There was an article in Politico last week titled “Bankers for Bernie“, about bankers and financiers who support Bernie Sanders. Frankly, there should be many more of them.
After all, if you know anything at all about finance and economics, you should know that they are not a zero-sum game. As they say, a rising tide raises all boats. It was the rising middle class in America that led to our most prosperous times and economic prosperity. And numerous studies have proven that in places where there is too large a gap between the rich and the poor, everyone – including the rich – suffers. Not just financially, but also their life expectancy goes down, as well as the quality of their life. These are facts.
But even if they weren’t true, even if you are competing for a prize of fixed size, how can you feel good about yourself if you have to tilt the playing field in your favor? Is it worth winning if you have to knee-cap your competition? Do you really want to live in a world where the only way to get ahead is corruption and cheating? What kind of world is that? You don’t have to speculate, because there are plenty of places in the world where corruption and graft is the norm, and they are not pretty places. What’s the point of being rich if you can’t even walk down the street without surrounding yourself with bodyguards? Or where your children suffer because of pollution and crime?
And we’ve seen what happens when Wall Street gets free reign to do whatever they want. Bubbles, more bubbles, recession, or worse. Followed by a complete vilification of bankers and investors (which they mostly deserve, although to me it doesn’t help to blame the bankers when the system is really to blame), and then by the pendulum swinging toward socialism. Are the bankers so stupid that they can’t see this coming? Can they see no further than this quarter’s profits?
To me, the solution is not unbridled capitalism, which in its purest form is no better than robber barons and warlords. I do believe in free markets, although that term means something slightly different than what many corporate CEOs think it means. But neither is it unbridled socialism, which has produced problems just as bad.
It means equal opportunity. Everyone should have an equal chance to succeed, which means that everyone will also have an equal chance to fail. But failure should not be terminal. There needs to be a comprehensive social safety net. I’m not asking for much, just the same degree of safety net that we always seem to be able to afford to bail out the too-big-to-fail banks and other industries.
Equal opportunity means that everyone has equal access to health care, and an equal chance to get a good education. It means that we need to expand the meaning of capital to include not just money, but also “social capital“.
It means that we have to eliminate, as much as possible “externalities” by taxing them at their full cost. Business that pollute should pay for mitigating that pollution completely.

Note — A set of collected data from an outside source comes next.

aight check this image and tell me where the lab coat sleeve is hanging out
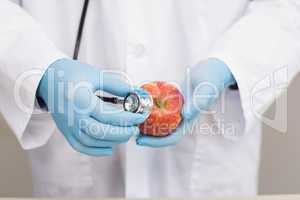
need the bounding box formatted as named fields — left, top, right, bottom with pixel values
left=210, top=0, right=300, bottom=133
left=0, top=1, right=66, bottom=149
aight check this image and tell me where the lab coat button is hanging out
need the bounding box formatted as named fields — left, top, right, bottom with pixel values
left=129, top=43, right=146, bottom=58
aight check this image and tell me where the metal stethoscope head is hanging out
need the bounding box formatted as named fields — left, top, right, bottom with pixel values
left=95, top=89, right=153, bottom=117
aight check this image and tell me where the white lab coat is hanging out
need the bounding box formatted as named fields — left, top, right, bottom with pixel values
left=1, top=0, right=300, bottom=198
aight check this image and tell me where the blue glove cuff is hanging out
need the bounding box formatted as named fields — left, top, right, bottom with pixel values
left=206, top=57, right=236, bottom=89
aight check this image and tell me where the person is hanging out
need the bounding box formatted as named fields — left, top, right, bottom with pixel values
left=0, top=0, right=300, bottom=198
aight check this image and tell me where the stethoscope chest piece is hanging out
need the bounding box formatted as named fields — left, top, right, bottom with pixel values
left=123, top=90, right=153, bottom=117
left=96, top=89, right=153, bottom=117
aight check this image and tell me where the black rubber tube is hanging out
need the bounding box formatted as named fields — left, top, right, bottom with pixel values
left=73, top=0, right=90, bottom=59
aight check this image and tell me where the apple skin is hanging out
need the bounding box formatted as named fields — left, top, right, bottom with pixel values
left=139, top=81, right=184, bottom=137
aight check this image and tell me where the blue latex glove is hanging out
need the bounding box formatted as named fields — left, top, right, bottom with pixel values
left=37, top=59, right=147, bottom=156
left=136, top=58, right=236, bottom=147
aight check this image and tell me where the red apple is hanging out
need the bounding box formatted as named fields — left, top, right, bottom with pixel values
left=139, top=81, right=184, bottom=137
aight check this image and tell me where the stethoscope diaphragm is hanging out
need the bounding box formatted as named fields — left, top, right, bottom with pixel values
left=96, top=89, right=153, bottom=117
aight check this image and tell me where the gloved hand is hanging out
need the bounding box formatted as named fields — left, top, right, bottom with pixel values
left=136, top=58, right=236, bottom=147
left=37, top=58, right=147, bottom=156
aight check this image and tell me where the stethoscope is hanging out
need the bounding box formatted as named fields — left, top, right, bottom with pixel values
left=72, top=0, right=153, bottom=116
left=72, top=0, right=237, bottom=114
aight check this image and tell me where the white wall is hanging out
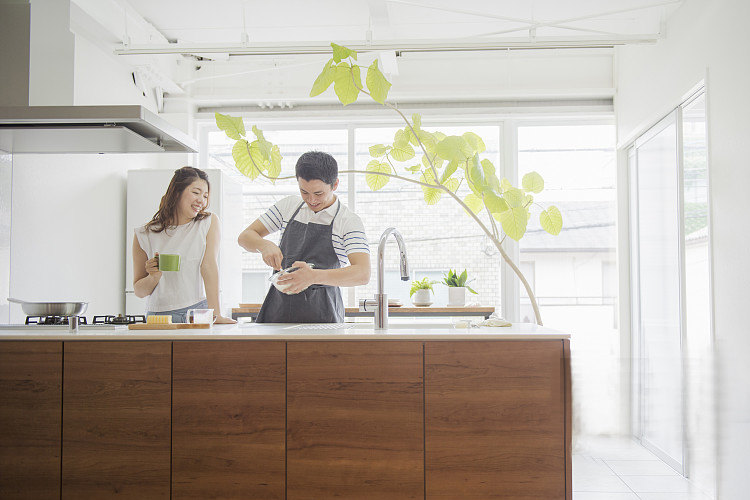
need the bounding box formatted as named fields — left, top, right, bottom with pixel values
left=7, top=153, right=170, bottom=323
left=615, top=0, right=750, bottom=498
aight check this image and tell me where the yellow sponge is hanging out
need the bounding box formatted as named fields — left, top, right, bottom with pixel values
left=147, top=315, right=172, bottom=324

Businesses that use up finite resources (rare materials, clean water, and even biodiversity) should be taxed to completely cover those costs. Sustainability should be encouraged by taxing businesses that are not sustainable (like fossil fuels, overfishing, etc.). Corporate law should be changed to reduce the fixation on short-term profits at the expense of, well, everything else.
And finally, the playing field must be as level as possible. Monopolies should (once again) be prohibited by law, and even inheritance should be heavily taxed. If you have done your job as a parent, there is no need to give your children an overly unfair monetary advantage. They have the opportunity to succeed on their own. Don’t give them the fish, teach them how to fish.
On the other hand, with all these new taxes on pollution and destruction of resources or species, we should be able to greatly reduce many conventional taxes. We should mainly tax things we want to reduce. Currently, we stupidly tax things that we should be encouraging. We have sales taxes, when we depend on consumers to buy things to keep the economy going. We tax income, when we need people to earn money. Let them keep more of the money they earn. But if they can’t take it with them when they die, and can’t just pass it down completely to their children, there will be less incentive for people to be overly greedy. That, in turn, will reduce economic bubbles, because the rich will spend less time searching for safe places to invest their money.
Property should still be taxed, because it is a finite resource. I’m fine with taxing things like drugs, but we should make drug use legal, and then use the taxes we raise on them to pay for any health or other problems that arise from excessive drug use, instead of paying to throw drug users in jail, which does nobody any good.
That’s my solution. It isn’t socialism (not even “democratic socialism”, which does share some of the same goals), and it isn’t what we currently think of as business-friendly capitalism (although I’m sure we will find that it is actually far more friendly to business). I’m not sure what to call it, although one could invent terms like “social capitalism”.